I've had stomach and sleep issues my whole life. 2 years ago I began having severe heart palpitations and was sent to a Cardiologist. Everything was normal but a month later I had an allergic reaction to something I have always eaten that sent me to emergency. I was then sent to an ENT (for a globulus) and an allergist. I was told my voice box was inflamed and instructed not to eat dairy. Initially they thought my allergic reation was soy, so I stopped eating gluten, soy, and was instructed to stop eating raw fruits and veggies from my pollen allergies. After removing soy and gluten, my night terrors went away, heart palpitations went away, and I stopped sweating profusely. I was found to have D deficiency but was still having lots of joint pain and learned with further blood testing I also had corn and gluten antibodies.
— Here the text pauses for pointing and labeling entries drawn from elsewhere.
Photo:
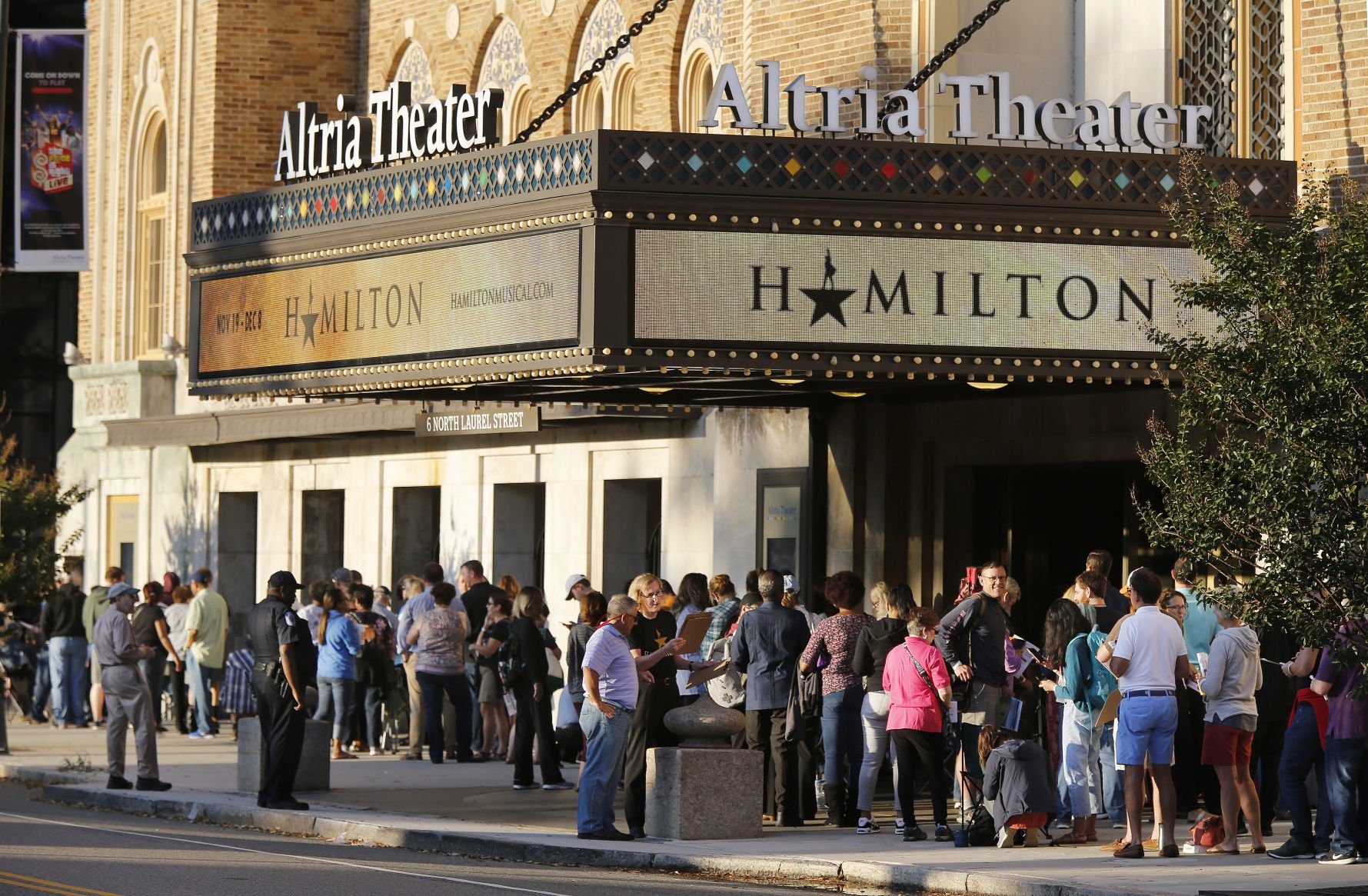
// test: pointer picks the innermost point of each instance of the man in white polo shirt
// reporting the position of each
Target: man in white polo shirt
(1151, 660)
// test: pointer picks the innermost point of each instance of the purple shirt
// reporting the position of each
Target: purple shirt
(1348, 716)
(835, 638)
(611, 655)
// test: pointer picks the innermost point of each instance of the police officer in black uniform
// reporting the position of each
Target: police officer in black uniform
(277, 684)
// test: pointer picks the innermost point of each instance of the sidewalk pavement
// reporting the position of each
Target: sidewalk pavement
(472, 810)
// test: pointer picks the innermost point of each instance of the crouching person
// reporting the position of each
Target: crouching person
(1017, 780)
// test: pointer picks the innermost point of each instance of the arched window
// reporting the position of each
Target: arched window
(697, 89)
(588, 107)
(624, 100)
(151, 233)
(504, 66)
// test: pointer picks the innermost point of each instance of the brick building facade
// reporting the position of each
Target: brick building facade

Removing corn ended most hives and rashes. I was sent to a GI doctor who performed an endoscopy but only found some inflammation he felt related to food allergy. Since I was gluten free and had been for 10mths there was no way to know about Celiac. I have been tested for everything from Lupus to Rheumatoid, I still react to foods. If I eat gluten now I get a rash, bloating, severe fatigue, anxiety, and have night terrors. This will carry on for a week after. I was tested for and do carry one of the Celiac genes. I was then told since Celiac is the only blip on the radar for my food sensitivities and allergies so it's likely I may have it but they can't say for sure. Ahhhhh!. How should I proceed? And thank you for any input. It's been two year a million Doctors, I just want to fix myself. Also I'm a vegetarian so this has been especially taxing.

  • 3 weeks later...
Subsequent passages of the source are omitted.